There are currently three eligible groups for the vaccine:
- 1a — Health care workers (1.3 million to be vaccinated, 21% of eligible population)
- 1b — Police officers, firefighters, teachers, public safety workers, grocery store workers, child care employees, and in-person college instructors (1.7 million to be vaccinated, 27% of eligible population
- 1c — 65-years-old and older (3.2 million to be vaccinated, 52% of eligible population)
“We still have not received enough supply just to do 1a and 1b,” the governor said of the CDC’s guidelines opening up to include 1c. “It should have been opened as you had allocation. That is not what we did, it’s not what they did, and now you have a period of confusion and anxiety because you’re trying to hit 7.1 million people with 250,000 per week.”
The governor said even with increased supply, the eligibility phase was rolled out too aggressively.
“Even at 420,000 dosages per week, that still takes you 17 weeks,” Gov. Cuomo said. “This is going to be a long several months in distribution of this vaccine and the anxiety that has been created.

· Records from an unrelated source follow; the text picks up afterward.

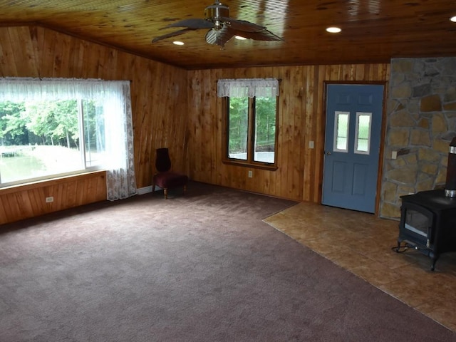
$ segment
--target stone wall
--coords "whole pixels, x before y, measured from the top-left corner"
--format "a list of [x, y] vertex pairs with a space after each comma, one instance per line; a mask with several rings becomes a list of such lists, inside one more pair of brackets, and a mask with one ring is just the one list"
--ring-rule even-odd
[[398, 218], [400, 196], [445, 187], [456, 57], [392, 59], [387, 113], [380, 215]]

I’m hopeful that the Biden administration can figure out how to increase production and shorten that 17 weeks and I think the president is right: Increase production through the Defense Production Act.”

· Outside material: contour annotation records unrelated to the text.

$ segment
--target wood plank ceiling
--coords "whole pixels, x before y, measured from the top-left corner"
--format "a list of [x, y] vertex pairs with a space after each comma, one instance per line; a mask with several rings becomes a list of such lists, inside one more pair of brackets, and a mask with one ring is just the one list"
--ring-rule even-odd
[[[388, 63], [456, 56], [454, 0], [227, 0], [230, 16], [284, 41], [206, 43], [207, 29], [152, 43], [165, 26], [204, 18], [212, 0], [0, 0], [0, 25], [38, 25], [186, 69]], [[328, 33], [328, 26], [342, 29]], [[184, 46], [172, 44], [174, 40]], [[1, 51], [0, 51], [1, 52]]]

The governor said he didn’t work against the federal guidance of opening eligibility to 65 and older to avoid further confusion.
“I think there would have been more chaos if we didn’t allow the 65-plus in, then the federal government said they were eligible,” Gov. Cuomo said. “A lot of people think what the federal government says has wisdom behind it, and when the federal government said 65-plus, the entire community of 65-plus said ‘great, I’m now eligible.’ And it’s a tough balance, all of this is a tough balance, but I did not want to frighten the 65-year-olds by saying ‘even though you are eligible by the federal government, we’re not going to make you eligible here in New York.’ I think that would have increased the panic and the anxiety and the tension.”
Regarding vaccine skepticism, the governor said its important for those who have been vaccinated to spread the word of the safety and efficacy of it.
“They have all gone through the vaccine; it is safe and can save your life, but I need the clergy members the medical community,” Gov. Cuomo said. “We have to get past this skepticism problem and we have to do it quickly. Otherwise, without this vaccine, the UK strain hits and you’re going to see the death rate go up.”
The governor reminded law enforcement departments statewide of the April 1 deadline to submit their community-approved plans for policing, or risk losing state funding.
“Public safety is a crisis in this state and in this nation,” Gov. Cuomo said. “The lack of trust between police and the community is worse than anything I’ve seen in my lifetime. The feelings are very high. Police feel victimized, they feel terrorized, they feel the community doesn’t respect them, and they can’t do their job, and if they can’t do their job then they don’t try. The members of the community feels victimized they feel terrorized
“This relationship has to be fixed, and it’s not going to fix itself,” Gov. Cuomo said. “We have 500 community with police departments — put the people at the table. Everyone in the state needs public safety, the police serve everyone.
“Some communities are doing a great job and they’ve been creative and they’re using it for the opportunity that it is,” Gov. Cuomo said. “Every system has to reform periodically. How you policed 20 years ago is not how you police today. We’re smarter, we’re more savvy, we have more technology. There are 70 more days until April 1. Don’t think the problem is going to go away, your communities have to be safe.”
This is a developing story. News 8 WROC will provide updates as they become available.